Beneficiaries and their projects

Dr. Isabelle Gärtner-Roer, University of Zurich Rockglacier Dynamics on Disko Island (RockDynDisko)
Dr. Myriam Guillevic, Empa New Persistent Pollutants in the Arctic Atmosphere (NPPAA)
Dr. Eric Pohl, University of Fribourg Consistent water and glacier mass balance measurements in Central Asia (CoWaG)
Andrew Tedstone, University of Fribourg ’HI-SLIDE’: The influence of climate on the decadal dynamic stability of high-elevation sectors of the Greenland Ice Sheet


Dr. Isabelle Gärtner-Roer

Project: Rockglacier Dynamics on Disko Island (RockDynDisko)

Keywords: Rockglaciers, periglacial geomorphology, polar environment, Greenland, climate sensitivity

A lay summary of the project will be added shortly.

Dr. Myriam Guillevic

Project: New Persistent Pollutants in the Arctic Atmosphere (NPAA)

Keywords: Arctic, long-range transport, persistent pollutants, perfluorinated contaminants, digital archive, TOF-MS


Atmospheric pollution in the Arctic caused by newly-emitted persistent pollutants is a matter of growing concern. Due to the remoteness of the Arctic and Antarctic from most known sources, the poles are a location of choice to determine if specific chemicals are persistent and prone to long-range transport. Air pollution due to remote sources, but also increasing local sources, is expected to have a growing impact on the health of Arctic populations and Arctic biosphere in the future, with persistent pollutants being often known to bioaccumulate in terrestrial and marine organisms.

The project New Persistent Pollutants in the Arctic Atmosphere (NPPAA) aims at reconstructing concentrations of emerging pollutants in the Arctic and at mid-latitudes, using measurement of background air, unpolluted by local sources. Target pollutants to monitor are newly emitted perfluorocompounds and semi-volatile chlorinated solvents, as well as HFOs (hydrofluoroolefins, newly emitted replacements for HFCs), whose decay products are suspected to be persistent. These data will help pinpoint potential persistence characteristic and long-range transport of the suspect pollutants.

To do so, a sampling program will be established at Mount Zeppelin, Svalbard, with weekly air samples collected for a full year. These flasks will then be analysed on Empa’s cutting-edge analytical system for atmospheric trace gases. The Arctic flask data will be compared to air samples collected in Switzerland and screened for the same compounds, using the same instrumentation, thus allowing a high quality gradient reconstruction between the two locations.
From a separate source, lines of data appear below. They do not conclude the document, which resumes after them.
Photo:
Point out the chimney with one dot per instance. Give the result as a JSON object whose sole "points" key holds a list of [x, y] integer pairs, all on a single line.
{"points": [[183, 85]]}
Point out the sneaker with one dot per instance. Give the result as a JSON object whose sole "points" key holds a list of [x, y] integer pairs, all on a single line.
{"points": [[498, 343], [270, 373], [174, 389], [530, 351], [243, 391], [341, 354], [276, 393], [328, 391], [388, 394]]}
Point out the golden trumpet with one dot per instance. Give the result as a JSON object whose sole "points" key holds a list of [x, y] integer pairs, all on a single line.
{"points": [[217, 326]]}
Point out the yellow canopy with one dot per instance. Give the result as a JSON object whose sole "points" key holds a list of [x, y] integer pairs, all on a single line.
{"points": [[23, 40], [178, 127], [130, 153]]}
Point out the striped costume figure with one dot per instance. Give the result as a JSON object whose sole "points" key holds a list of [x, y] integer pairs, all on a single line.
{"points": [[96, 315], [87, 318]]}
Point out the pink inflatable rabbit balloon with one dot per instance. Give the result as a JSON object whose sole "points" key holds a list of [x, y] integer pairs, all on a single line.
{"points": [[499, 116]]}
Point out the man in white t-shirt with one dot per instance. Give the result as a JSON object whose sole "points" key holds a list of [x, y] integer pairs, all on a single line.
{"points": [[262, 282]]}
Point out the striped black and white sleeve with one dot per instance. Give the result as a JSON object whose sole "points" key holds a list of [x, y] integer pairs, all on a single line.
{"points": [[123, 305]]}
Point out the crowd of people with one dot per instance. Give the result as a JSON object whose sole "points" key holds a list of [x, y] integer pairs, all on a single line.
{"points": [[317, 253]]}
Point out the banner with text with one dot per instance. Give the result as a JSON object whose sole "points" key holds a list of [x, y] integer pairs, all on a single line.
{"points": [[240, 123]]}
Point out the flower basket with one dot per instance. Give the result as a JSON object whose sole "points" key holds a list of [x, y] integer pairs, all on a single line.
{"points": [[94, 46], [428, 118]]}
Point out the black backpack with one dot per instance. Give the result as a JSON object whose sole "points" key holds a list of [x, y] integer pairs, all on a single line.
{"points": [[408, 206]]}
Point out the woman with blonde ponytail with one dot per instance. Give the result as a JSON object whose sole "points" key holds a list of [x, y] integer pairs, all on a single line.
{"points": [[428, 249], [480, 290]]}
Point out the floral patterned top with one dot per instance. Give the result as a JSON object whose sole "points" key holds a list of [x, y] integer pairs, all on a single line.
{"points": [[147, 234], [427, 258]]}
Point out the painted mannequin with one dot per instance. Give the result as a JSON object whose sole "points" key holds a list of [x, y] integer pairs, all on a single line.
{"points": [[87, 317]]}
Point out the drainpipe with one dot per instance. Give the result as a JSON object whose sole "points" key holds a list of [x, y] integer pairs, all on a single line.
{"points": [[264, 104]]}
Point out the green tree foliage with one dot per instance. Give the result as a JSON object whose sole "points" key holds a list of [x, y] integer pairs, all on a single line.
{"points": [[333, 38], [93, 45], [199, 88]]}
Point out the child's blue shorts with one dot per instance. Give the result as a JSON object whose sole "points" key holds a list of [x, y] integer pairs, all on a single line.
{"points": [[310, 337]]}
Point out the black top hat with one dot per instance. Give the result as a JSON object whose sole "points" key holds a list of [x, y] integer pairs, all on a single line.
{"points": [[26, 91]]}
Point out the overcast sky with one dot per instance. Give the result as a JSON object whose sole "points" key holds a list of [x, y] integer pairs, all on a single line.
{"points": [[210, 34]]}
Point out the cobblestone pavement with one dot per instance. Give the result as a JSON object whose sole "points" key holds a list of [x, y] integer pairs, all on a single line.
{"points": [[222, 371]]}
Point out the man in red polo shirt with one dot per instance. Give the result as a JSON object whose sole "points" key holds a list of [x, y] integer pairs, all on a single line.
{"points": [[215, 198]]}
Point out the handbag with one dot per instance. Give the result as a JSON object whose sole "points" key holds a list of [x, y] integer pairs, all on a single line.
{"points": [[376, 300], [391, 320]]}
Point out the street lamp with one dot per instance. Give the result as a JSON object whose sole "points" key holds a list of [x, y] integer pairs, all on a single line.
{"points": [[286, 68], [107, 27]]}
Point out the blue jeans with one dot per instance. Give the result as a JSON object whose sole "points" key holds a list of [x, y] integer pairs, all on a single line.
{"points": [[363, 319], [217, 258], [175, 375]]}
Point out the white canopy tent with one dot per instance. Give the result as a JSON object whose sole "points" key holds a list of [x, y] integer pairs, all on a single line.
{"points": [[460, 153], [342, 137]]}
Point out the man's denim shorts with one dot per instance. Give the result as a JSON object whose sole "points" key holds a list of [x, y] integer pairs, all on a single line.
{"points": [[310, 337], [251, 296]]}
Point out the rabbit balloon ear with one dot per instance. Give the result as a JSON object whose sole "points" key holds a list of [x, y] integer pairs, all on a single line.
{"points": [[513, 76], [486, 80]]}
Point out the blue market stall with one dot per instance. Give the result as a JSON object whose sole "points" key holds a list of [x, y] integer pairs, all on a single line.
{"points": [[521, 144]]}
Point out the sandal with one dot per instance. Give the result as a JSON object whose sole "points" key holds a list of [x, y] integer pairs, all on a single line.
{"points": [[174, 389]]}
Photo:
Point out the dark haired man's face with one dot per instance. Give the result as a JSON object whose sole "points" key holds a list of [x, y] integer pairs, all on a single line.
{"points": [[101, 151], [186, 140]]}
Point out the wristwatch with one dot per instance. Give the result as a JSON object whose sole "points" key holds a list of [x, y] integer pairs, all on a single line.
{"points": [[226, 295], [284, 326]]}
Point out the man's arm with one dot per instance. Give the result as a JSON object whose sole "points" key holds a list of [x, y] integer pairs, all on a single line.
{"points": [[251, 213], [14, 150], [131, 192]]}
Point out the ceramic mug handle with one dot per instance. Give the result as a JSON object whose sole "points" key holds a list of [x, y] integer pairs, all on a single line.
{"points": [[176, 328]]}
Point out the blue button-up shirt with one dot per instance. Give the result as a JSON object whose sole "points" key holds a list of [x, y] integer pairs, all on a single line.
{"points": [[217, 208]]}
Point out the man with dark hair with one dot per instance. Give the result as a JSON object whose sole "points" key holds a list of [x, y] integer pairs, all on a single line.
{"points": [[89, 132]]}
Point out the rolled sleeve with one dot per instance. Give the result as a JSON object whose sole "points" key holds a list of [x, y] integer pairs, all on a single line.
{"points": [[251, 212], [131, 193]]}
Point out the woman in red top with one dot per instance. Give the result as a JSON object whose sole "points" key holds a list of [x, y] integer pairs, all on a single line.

This work will constitute a pilot study with the aim to trigger long-term monitoring in the Arctic atmosphere of pollutants newly identified as persistent. Furthermore, the chlorine-containing substances, if proven to be long-lived, would then also be involved in stratospheric ozone depletion. Ultimately, this work will contribute to future revision of the Stockholm Convention aiming at banning persistent pollutants, and of the Montreal Protocol acting for the protection of the ozone layer and the global climate.

Dr. Eric Pohl

Project: Consistent water and glacier mass balance measurements in Central Asia (CoWaG)

Keywords: Glacier runoff, climate change, cryosphere, Central Asia

A lay summary of the project will be added shortly.

Andrew Tedstone

Project: ’HI-SLIDE’: The influence of climate on the decadal dynamic stability of high-elevation sectors of the Greenland Ice Sheet

Keywords: Ice sheet dynamics, ice motion, GNSS/GPS, climate change, meltwater runoff


A major uncertainty associated with predictions of global sea level rise by 2100 is that we know little about how changes in climate will affect the dynamics of the Greenland and Antarctic ice sheets (IPCC, 2019). If climatic changes can cause changes to the flow of kilometres-thick ice, there could be large impacts upon 21st century sea level rise.

HI-SLIDE will measure the dynamics of high-elevation regions of the south-west Greenland Ice Sheet. In recent years we have seen meltwater running along the surface of high-elevation regions before it disappears down crevasses and moulins. Meltwater which reaches the bed of the ice sheet can change the ‘slipperiness’ of the contact between the ice and its bed, which changes the speed at which the ice flows. Previous work has shown that this does not always cause the ice to flow faster: at lower elevations, the ice flowed slower in years of more melting.

Observations of this phenomenon at high elevations are sparse. As such, current evidence of the impact of meltwater upon ice flow is equivocal. It is not clear whether the expanding runoff limit has increased or decreased ice flow at high elevations. HI-SLIDE will make the required detailed field observations to fill this gap, using a network of GPS receivers which will be installed and maintained during a 2-year field campaign from April 2020 to April 2022.

HI-SLIDE is based at the University of Fribourg in collaboration with the University of Edinburgh, and is integrated tightly with the European Research Council-funded ‘CASSANDRA’ project, ‘Accelerating mass loss of Greenland: firn and the shifting runoff limit’.